2. Are you adding "not allowed" items into your meals. If so this can slow or stop weight loss. Even just a little bit can sabotage some of us.

3.  Are you sure the food you're eating is allowed on the cycle you're currently on? Double-check your food against the food lists for a couple of days, just as a double-check.

4. Minimum 1,200 calories (no you don't HAVE to count calories but be familiar with what 1,200 actually looks like for you) AFTER exercise? You should be eating a bare minimum of 1200 calories PLUS whatever you burned off in exercise.

5. If you are hungry eat! This diet is designed like fuel for your car...you have to have a full tank of gas to make it to your destination.

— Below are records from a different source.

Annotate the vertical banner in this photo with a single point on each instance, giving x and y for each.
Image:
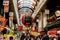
(46, 11)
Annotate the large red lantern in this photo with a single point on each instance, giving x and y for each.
(20, 28)
(52, 32)
(23, 19)
(2, 23)
(36, 0)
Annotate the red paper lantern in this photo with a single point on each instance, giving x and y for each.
(52, 32)
(23, 19)
(2, 23)
(35, 30)
(36, 0)
(20, 28)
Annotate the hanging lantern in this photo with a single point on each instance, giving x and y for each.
(6, 3)
(52, 32)
(19, 4)
(23, 19)
(20, 28)
(36, 0)
(2, 23)
(6, 9)
(33, 4)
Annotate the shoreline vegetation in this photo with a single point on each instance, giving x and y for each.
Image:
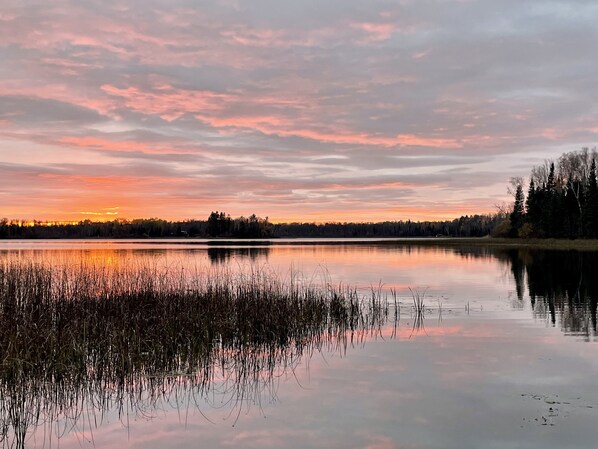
(79, 342)
(223, 226)
(561, 203)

6. Are you finding you are hungry? If so you aren't eating enough.

7.  Remember this is not like most diets where you have to eat less to lose.  With the 17 Day Diet, the more you eat, the better your losses will be (you're giving your body more fuel to burn off those calories and the fat).

8. Are you eating your fruits.

9. Are you getting your water in.

10. Are you eating the probiotics. Are they with NO sugar added? This is important!

11. Are you eating your Friendly Fats? This is one that a lot of us tend to forget, but it is very critical to our weight loss (2 Tbsp of flaxseed or olive oil per day).

12. Certain foods can cause constipation...is this an issue for you?